Vincent Rubinetti edited this page Dec 16, 2020 · 22 revisions

Here are some very basic explanations of terminology and technologies used in this template. If you aren't already somewhat familiar with these, this template might not be for you. That said, the template tries to make things as simple as possible, and if you're willing to learn, you should still be able to use it fairly easily.

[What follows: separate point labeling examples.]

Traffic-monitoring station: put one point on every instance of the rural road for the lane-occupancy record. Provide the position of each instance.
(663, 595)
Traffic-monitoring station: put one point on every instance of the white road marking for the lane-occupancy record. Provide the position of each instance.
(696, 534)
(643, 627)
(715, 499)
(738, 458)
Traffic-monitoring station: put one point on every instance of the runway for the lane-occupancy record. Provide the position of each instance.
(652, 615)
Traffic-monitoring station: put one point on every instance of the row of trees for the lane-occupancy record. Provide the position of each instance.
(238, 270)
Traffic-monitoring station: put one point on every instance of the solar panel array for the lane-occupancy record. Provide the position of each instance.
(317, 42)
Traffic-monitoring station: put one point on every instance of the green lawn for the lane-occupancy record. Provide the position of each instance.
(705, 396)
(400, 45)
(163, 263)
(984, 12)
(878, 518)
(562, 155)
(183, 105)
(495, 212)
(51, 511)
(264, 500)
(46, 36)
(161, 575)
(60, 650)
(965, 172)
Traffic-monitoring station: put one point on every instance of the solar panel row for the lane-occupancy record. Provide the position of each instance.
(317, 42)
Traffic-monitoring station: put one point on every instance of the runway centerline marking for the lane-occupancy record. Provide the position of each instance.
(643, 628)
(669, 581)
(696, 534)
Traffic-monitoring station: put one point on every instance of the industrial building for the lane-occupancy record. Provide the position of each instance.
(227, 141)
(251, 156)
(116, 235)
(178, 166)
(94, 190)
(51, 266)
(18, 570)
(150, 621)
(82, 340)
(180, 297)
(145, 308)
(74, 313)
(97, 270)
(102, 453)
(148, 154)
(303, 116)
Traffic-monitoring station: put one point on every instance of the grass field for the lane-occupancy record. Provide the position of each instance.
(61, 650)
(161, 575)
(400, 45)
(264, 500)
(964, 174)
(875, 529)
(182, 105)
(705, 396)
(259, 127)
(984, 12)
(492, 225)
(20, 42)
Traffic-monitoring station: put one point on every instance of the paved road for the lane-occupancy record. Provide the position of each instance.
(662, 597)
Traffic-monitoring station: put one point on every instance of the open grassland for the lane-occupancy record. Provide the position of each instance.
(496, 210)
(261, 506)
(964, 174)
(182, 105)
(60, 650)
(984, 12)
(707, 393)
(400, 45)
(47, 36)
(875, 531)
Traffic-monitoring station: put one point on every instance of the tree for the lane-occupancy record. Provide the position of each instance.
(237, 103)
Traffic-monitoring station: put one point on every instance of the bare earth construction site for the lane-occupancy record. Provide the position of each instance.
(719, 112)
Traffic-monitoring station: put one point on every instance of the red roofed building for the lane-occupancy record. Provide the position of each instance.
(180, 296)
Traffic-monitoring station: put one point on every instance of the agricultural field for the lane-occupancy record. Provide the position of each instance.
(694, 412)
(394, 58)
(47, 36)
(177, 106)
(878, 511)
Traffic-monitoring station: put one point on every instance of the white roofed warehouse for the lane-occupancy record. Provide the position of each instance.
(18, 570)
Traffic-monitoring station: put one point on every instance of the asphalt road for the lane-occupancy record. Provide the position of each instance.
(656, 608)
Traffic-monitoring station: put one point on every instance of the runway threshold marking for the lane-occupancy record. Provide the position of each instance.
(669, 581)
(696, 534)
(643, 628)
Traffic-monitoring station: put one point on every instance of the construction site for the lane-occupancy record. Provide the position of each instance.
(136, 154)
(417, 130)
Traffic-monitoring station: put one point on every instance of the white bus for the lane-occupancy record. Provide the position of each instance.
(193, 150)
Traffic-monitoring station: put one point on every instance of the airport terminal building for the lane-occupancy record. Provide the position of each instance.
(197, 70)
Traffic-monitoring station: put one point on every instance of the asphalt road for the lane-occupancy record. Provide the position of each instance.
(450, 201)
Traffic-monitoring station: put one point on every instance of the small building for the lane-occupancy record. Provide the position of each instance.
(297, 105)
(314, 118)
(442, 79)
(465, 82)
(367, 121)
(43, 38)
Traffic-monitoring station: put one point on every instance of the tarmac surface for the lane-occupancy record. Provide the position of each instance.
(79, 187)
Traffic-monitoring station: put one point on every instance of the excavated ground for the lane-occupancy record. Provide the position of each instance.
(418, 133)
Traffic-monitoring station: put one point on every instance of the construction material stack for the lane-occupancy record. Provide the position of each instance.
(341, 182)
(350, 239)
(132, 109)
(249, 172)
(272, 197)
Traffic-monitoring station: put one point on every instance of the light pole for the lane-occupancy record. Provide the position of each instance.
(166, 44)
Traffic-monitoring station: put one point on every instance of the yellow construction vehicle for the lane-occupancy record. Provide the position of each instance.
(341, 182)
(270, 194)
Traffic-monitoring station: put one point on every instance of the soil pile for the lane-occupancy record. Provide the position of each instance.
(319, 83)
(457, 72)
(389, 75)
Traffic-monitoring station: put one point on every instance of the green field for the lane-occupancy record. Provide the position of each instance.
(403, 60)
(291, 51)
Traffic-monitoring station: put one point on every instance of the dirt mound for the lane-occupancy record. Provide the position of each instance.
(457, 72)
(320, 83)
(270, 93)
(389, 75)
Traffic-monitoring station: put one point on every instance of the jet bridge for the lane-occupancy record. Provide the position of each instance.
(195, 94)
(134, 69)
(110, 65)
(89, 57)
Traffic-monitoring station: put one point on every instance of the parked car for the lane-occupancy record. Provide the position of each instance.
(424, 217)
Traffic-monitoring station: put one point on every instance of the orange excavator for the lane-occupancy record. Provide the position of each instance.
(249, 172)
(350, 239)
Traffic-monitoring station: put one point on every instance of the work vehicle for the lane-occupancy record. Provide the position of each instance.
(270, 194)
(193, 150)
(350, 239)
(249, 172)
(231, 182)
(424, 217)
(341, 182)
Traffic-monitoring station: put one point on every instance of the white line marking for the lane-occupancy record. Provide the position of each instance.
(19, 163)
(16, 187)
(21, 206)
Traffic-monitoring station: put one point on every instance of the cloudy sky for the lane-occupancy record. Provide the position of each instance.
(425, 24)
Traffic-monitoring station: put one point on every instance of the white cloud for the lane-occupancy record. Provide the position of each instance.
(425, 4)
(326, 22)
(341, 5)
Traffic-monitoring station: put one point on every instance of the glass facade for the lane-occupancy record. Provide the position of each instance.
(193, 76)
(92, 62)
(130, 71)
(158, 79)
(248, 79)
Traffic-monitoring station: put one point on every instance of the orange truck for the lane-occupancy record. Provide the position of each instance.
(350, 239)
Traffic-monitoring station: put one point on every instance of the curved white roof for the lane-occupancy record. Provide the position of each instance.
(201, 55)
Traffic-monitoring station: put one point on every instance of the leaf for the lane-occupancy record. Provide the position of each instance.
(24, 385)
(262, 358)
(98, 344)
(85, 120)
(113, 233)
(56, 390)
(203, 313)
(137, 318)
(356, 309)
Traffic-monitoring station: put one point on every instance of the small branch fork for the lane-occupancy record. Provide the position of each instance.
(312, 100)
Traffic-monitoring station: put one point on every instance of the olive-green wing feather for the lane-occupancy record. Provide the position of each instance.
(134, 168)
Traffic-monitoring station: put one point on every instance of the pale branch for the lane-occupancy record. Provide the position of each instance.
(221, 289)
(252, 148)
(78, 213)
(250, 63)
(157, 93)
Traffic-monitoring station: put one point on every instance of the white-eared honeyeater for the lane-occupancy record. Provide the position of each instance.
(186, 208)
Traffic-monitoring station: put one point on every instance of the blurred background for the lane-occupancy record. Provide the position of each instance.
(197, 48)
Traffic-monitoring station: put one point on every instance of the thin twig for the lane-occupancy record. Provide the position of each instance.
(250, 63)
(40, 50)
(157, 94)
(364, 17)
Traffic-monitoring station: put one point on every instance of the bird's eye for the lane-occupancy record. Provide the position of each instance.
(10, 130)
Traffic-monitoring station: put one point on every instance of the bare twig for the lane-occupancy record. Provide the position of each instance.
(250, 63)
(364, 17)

  • A repository (or repo for short) is a place to store code for a project
  • Git is a way of tracking changes to code in repos through a command line.
  • GitHub is an online place to store, view, track, share, and collaborate on code in repos. You can make simple changes to your code on the GitHub website itself, but for most changes you'll need to use Git.
  • GitHub Pages (or gh-pages for short) is a service built-in to GitHub that can host a website for you, for free. No need to buy monthly hosting from GoDaddy! Put the source code for your website in a repo, turn on GitHub Pages, and the site will go live. Any changes you make to the code will update on the site automatically.
  • GitHub Actions (or gh-actions for short) is a feature of GitHub that can (among other things) automatically run scripts and other actions when changes are made to a repo. Setting up GitHub Actions is only needed for certain specific tasks that aren't handled automatically by Jekyll or other parts of the template.
  • HTML is how you write the main content of a web page. It tells the browser what to show, like paragraphs of text, tables of numbers, images with captions, etc.
  • Markdown is a easier way to write certain basic things from HTML. But browsers can't display markdown directly; it has to be converted to HTML first.
  • Sass (a superset of CSS) is how you get a web page to look that way you want. You can set positions, margins, colors, fonts, etc, and apply them to certain elements (tables, images, etc) in the HTML with selectors.
  • JavaScript (or js for short) is a programming language to make web pages more interactive. HTML is static/unchanging, but JavaScript allows the page to change dynamically as the user is viewing it. For example, JavaScript can be used to hide/show certain paragraphs in the HTML based on what the user types into a search box.
  • Jekyll is a tool that can automatically generate large HTML sites from much simpler markdown, and with less grunt work and code duplication, allowing you to just focus on the content. It does all this fancy work in a "pre-process" step, before you view the site. When you make a change, Jekyll compiles everything together into the final product which can then be viewed or uploaded. Jekyll also integrates very nicely with GitHub Pages, so almost no set up is required.
  • Liquid is a templating language built-in to Jekyll that allows you to insert repetitive chunks of content automatically and define logic for how your site is built by Jekyll. For example, you could provide Jekyll with a simple list of items, then use Liquid to sort them and automatically put each one in their own formatted table row. You can almost think of Liquid as (a much more limited) JavaScript for Jekyll, except that it still results in a static file at the end.
  • Ruby is a general-purpose programming language. You don't need to know Ruby to use this template, but you'll encounter a few Ruby-related files in the template, because Jekyll is written in Ruby.
  • Python is a general-purpose programming language. You don't need to know Python to use this template, unless you want to understand or modify the behavior of the automatic citations.

⚠️ This wiki is legacy documentation for the pre-release version(s) of the template, and will eventually go away!